As our lives are changing through digital transformation, our smartphones, smart homes, and smart cities now influence how we live. All of this is driven by technologies like artificial intelligence (AI) which is a main driver of automation of tasks ranging from medical diagnoses to judicial verdicts and recruitment decisions.
While they save us time and human error, relying on AI can be risky because of its inherent sexism.
How does AI become sexist?
Artificial Intelligence is a product of machine learning – a function of monkey see, monkey do. One of the ways AI learns is through Natural Language Processing (NLP) which combs through linguistic data to interpret outcomes using mathematical models.
The problems come when an NLP’s algorithm gives us gender-biased outcomes simply because of the language it’s learning from; yes, the English language is inherently sexist.
Firstly, masculine nouns and pronouns often refer to both men and women (ie. man-kind, king-dom, etc), and it’s only relatively recently that we used gender-neutral words, like firefighters instead of firemen. Secondly, ingrained sexism has trained our collective societies to hold onto outmoded gender roles. For example, we associate “doctor” with men, and “nurse” with women.

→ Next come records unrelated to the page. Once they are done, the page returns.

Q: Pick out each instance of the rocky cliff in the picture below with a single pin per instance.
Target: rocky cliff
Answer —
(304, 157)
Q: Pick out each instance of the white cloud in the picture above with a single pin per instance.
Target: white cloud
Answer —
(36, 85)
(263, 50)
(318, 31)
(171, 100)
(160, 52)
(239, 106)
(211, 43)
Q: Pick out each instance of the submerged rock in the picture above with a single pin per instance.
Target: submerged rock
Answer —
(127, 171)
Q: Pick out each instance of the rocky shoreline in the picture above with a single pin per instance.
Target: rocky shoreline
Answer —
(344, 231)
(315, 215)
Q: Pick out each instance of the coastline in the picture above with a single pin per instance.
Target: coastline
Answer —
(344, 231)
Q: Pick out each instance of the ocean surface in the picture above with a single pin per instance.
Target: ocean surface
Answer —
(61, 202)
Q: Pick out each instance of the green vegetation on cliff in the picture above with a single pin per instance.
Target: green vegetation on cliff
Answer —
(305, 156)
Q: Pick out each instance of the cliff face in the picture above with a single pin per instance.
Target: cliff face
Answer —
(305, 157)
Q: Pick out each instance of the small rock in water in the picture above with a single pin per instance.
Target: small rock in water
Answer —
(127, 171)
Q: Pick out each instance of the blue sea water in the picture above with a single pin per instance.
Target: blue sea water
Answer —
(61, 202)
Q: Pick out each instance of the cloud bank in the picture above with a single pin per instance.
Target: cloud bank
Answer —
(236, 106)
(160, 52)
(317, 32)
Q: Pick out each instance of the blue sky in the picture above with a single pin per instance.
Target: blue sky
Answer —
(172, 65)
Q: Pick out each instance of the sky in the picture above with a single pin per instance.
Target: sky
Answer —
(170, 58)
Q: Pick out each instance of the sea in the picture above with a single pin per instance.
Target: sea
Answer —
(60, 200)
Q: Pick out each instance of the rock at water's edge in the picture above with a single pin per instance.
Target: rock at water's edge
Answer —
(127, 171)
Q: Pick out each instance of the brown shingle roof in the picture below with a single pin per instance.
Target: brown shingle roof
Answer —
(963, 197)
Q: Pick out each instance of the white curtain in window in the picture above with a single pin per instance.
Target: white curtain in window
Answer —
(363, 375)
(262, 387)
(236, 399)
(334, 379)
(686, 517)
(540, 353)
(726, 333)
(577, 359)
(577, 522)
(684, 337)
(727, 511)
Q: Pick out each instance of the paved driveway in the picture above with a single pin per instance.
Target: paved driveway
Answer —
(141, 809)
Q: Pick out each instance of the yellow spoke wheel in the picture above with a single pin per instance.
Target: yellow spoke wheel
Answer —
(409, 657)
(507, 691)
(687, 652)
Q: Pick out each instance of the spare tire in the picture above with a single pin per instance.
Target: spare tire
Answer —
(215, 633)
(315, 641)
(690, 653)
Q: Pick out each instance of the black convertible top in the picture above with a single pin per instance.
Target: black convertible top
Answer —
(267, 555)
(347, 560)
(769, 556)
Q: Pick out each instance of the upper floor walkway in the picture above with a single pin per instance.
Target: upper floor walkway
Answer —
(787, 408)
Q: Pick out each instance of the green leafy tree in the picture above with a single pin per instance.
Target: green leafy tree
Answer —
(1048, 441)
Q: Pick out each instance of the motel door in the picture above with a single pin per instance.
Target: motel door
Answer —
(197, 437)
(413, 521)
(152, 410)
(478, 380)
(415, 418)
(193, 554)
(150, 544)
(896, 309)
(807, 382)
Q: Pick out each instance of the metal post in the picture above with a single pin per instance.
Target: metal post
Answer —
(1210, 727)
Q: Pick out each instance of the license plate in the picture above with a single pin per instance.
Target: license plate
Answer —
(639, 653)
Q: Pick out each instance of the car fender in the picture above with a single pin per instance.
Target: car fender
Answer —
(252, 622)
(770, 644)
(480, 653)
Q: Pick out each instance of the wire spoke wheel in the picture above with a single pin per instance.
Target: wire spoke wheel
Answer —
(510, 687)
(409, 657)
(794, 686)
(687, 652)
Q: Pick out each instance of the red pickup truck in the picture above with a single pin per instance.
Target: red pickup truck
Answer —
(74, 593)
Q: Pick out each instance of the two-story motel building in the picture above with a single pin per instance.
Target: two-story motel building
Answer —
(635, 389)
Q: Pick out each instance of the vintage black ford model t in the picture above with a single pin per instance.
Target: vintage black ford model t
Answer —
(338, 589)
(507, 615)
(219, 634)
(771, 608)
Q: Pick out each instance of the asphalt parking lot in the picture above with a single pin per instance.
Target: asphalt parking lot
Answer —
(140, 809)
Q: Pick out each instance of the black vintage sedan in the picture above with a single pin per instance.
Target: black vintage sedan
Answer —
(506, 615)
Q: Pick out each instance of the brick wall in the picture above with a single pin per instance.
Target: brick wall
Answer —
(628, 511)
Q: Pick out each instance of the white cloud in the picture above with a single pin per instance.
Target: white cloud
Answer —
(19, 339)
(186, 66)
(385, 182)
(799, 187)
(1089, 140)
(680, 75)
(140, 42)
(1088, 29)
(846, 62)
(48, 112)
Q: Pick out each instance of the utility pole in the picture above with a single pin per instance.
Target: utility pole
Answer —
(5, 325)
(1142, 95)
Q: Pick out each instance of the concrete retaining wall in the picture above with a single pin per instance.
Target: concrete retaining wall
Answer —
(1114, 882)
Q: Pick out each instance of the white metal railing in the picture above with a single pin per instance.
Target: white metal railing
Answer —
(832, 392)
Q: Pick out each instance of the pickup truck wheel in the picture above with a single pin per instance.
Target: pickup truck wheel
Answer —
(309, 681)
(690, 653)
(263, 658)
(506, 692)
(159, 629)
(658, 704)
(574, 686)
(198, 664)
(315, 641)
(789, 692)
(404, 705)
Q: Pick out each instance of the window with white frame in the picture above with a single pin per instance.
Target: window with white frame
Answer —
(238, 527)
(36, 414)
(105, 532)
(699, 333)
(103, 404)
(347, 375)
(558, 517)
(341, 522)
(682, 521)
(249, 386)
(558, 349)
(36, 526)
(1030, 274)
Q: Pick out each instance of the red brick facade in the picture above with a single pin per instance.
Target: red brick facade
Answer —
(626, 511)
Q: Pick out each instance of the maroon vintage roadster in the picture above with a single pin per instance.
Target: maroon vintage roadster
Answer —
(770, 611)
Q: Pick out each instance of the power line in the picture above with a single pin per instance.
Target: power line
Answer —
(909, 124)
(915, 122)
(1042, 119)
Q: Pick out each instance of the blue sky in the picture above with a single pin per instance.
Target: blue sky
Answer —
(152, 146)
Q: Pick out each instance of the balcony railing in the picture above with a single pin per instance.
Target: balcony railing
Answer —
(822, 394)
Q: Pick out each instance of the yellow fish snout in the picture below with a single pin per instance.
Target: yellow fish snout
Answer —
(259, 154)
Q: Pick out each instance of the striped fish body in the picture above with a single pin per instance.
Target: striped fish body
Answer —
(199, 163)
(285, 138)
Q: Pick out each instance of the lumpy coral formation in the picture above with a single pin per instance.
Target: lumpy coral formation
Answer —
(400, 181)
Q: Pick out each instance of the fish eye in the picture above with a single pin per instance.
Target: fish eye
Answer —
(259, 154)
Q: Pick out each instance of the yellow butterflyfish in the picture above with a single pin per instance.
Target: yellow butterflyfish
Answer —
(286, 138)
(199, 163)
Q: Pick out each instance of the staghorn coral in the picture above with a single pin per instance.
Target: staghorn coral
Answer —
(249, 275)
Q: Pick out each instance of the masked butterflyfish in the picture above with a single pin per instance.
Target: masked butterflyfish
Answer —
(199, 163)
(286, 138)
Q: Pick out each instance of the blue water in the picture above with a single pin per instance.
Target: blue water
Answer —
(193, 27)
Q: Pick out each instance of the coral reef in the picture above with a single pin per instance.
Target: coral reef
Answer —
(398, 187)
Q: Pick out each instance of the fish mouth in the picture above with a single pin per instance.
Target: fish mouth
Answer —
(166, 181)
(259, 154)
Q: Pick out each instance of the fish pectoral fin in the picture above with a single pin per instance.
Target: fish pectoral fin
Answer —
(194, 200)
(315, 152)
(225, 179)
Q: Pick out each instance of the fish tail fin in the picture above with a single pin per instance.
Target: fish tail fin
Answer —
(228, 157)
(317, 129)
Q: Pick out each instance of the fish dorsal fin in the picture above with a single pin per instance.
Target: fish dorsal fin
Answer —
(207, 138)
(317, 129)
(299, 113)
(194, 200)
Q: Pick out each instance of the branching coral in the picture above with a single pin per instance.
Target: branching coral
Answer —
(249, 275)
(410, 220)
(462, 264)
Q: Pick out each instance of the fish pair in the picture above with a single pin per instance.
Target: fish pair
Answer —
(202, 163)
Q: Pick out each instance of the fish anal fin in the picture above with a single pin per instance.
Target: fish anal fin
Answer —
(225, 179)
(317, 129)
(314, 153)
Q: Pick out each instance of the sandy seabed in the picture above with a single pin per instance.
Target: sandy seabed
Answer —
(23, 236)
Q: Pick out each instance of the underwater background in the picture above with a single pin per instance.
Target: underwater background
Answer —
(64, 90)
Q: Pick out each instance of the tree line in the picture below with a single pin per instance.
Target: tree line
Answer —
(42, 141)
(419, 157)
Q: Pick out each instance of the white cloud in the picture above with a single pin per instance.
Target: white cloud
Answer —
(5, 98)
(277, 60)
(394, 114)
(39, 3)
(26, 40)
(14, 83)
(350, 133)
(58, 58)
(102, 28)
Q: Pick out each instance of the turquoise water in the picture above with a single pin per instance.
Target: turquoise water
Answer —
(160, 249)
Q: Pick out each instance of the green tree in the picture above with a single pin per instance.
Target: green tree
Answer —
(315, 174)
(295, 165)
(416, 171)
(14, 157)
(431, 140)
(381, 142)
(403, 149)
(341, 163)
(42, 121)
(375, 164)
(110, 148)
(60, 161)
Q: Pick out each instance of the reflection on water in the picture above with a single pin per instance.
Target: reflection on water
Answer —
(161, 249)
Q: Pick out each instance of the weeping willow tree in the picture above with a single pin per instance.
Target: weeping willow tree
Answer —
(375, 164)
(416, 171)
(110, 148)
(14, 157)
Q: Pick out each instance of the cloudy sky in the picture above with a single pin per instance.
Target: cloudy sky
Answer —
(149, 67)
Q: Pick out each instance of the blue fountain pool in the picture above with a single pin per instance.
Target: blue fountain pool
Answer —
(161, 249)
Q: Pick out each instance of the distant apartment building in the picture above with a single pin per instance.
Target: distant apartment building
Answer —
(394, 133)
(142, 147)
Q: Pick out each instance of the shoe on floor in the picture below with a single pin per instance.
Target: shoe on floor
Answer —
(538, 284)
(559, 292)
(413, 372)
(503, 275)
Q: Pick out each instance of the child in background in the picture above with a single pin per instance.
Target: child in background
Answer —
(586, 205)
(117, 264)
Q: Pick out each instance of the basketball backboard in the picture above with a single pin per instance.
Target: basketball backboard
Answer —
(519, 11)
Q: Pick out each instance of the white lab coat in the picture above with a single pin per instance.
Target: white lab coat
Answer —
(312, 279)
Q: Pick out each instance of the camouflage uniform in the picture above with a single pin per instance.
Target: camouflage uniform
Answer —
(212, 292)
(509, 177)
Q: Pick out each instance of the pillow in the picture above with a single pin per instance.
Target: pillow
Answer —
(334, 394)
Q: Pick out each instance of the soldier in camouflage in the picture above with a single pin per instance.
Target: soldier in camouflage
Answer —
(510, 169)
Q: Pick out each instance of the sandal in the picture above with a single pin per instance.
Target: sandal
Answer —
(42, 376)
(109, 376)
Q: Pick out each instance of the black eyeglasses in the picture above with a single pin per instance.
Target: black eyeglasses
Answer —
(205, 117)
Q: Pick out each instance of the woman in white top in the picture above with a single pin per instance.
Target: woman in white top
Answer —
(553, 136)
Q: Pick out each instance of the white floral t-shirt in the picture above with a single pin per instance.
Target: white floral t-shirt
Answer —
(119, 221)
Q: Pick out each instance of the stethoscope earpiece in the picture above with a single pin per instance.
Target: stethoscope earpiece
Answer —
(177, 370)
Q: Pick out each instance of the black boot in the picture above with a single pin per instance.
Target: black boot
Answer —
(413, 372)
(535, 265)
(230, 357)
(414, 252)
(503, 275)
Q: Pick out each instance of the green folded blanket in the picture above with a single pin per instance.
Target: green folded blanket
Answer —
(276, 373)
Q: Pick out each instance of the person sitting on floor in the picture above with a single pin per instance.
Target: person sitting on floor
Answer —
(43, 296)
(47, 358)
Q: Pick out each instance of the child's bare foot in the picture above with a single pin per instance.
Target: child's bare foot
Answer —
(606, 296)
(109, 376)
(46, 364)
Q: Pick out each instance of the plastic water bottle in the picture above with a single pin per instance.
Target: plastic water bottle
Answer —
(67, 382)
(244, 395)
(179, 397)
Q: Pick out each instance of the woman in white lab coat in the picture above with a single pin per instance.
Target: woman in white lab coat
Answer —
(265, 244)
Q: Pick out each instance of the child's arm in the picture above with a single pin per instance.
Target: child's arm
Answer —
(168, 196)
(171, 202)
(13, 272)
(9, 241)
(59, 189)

Machine learning algorithms currently aren’t sophisticated enough to pick up nuances. For instance, take the words king and queen: one is a royal male, and the other is a woman married to the king. As human beings, we also use queen to describe a woman leading a kingdom by herself, but a machine can’t wrap around the idea of a queen ruling a masculine king-dom.
Machines also have a habit of attaching gender to certain professions; the word programmer is gender neutral, but it tends to associated it with “male” because of the social perception humans have of the job.
It’s not just English
In Romance languages like French and Spanish, some words are tied to gender. For instance, in Spanish, a kitchen (cocina) is female, and money (dinero) is male. Therefore, it’s impossible to ensure that certain data sets are unbiased prior to training. A classic example of masculine default due to biases can be seen in machine translation systems like Google Translate, for example in French:
Despite the context clearly referring to women, “Ils” – the masculine plural subject pronoun – is used to relate to ‘efficiently’.
It’s the same the other way around. In translating gender-neutral Hungarian sentences “Ő egy orvos. Ő egy nővér” to English, it assumes the subjects as “He’s a doctor. She’s a nurse”.
These issues are common to most languages, highlighting how gender discrimination spreads across the world – and therefore how machine learning based on human languages can easily be biased.
How does it affect you?
As we move further into an automated world where we are increasingly reliant on incorruptible and dedicated workers, we’re giving everyday tasks like recruiting candidates to AI that could be discriminatory because they copy human behaviours.
According to a Reuters report, Amazon spent years working on an AI system to review resumes and recommend the best candidates. Because the industry is male-dominated, the majority of the resumes were from men, so the AI discriminated against women (eg. down-scoring resumes that included the word “women”). Despite multiple attempts to correct the algorithm, Amazon scrapped the AI because it could not “unlearn” this bias.
Skewing the hiring process is just one aspect — bias in algorithms can also lead to discrimination in loan applications, medical diagnoses, and even the criminal justice system.
With gender inequality still deeply rooted in our society, machine learning algorithms run the risk of propagating and amplifying all our biases. This could have alarming consequences especially when we put our blind trust in AI in many different decision-making scenarios.